The genus Anaplasma (Rickettsiales: Anaplasmataceae) includes obligate tick-transmitted intracellular organisms, Anaplasma phagocytophilum and Anaplasma marginale that multiply in both vertebrate and tick host cells. Recently, we showed that A. marginale affects the expression of tick genes that are involved in tick survival and pathogen infection and multiplication. However, the gene expression profile in A. phagocytophilum-infected tick cells is currently poorly characterized. The objectives of this study were to characterize tick gene expression profile in Ixodes scapularis ticks and cultured ISE6 cells in response to infection with A. phagocypthilum and to compare tick gene expression responses in A. phagocytophilum- and A. marginale-infected tick cells by microarray and real-time RT-PCR analyses. The results of these studies demonstrated modulation of tick gene expression by A. phagocytophilum and provided evidence of different gene expression responses in tick cells infected with A. phagocytophilum and A. marginale. These differences in Anaplasma-tick interactions may reflect differences in pathogen life cycle in the tick cells.

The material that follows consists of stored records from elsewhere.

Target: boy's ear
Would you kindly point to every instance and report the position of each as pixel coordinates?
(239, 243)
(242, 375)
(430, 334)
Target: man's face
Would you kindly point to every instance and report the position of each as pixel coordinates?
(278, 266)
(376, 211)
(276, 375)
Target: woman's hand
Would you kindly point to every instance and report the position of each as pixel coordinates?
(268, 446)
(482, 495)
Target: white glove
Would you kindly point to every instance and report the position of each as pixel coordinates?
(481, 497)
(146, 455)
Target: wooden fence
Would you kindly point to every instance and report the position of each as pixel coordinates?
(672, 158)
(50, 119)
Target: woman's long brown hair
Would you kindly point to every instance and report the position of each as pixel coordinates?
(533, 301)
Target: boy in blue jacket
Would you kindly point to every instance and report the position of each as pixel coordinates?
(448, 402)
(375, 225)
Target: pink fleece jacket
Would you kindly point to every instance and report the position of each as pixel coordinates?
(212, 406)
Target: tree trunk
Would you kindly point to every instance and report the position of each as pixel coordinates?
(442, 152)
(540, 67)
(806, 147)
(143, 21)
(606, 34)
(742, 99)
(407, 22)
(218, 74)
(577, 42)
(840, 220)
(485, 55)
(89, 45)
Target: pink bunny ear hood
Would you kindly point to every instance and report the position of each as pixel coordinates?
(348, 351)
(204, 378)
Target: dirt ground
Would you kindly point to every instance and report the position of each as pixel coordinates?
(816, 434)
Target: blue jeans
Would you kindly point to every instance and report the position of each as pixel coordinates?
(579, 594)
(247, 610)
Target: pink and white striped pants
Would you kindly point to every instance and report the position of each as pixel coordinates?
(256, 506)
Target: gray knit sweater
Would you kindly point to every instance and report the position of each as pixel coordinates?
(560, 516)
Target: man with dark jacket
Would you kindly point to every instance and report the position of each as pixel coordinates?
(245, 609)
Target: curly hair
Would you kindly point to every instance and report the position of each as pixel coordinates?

Differential Expression of the Tick Protective Antigen Subolesin in Anaplasma marginale- and A. phagocytophilum-infected Host Cells

Subolesin was recently shown in vaccine and RNA interference (RNAi) studies to protect against tick infestations and to affect tick feeding, reproduction, and development as well as infection of host cells by Anaplasma marginale and A. phagocytophilum. Recent experiments provided evidence that infection of both tick and vertebrate host cells with these two pathogens modified gene expression. We therefore hypothesized that infection of host cells with A. marginale and A. phagocytophilum affects expression of subolesin. Subolesin mRNA levels were determined by real‐time reverse transcriptase (RT)‐PCR in uninfected and A. marginale‐infected Dermacentor variabilis guts and salivary glands and IDE8‐cultured tick cells and in uninfected and A. phagocytophilum‐infected Ixodes scapularis nymphs, ISE6‐cultured tick cells, and the human cell line HL‐60. In addition, the effect of subolesin on Anaplasma spp. infection/multiplication was characterized by RNAi in tick tissues and/or cultured tick and human cells. These experiments presented evidence of differential expression of subolesin in A. marginale‐ and A. phagocytophilum‐infected cells. Subolesin was differentially expressed in A. marginale‐infected ticks in a tissue‐specific manner in which mRNA levels increased in response to A. marginale infection in tick salivary gland cells but not in the gut cells. Subolesin knockdown by RNAi reduced Anaplasma infection/multiplication only in cells in which infection increased subolesin expression, i.e., in A. marginale‐infected D. variabilis salivary glands and IDE8 cells. The results reported herein further support the role of subolesin in Anaplasma–host interactions and suggest a putative role of subolesin in vaccines for the control of pathogen infection/multiplication in ticks.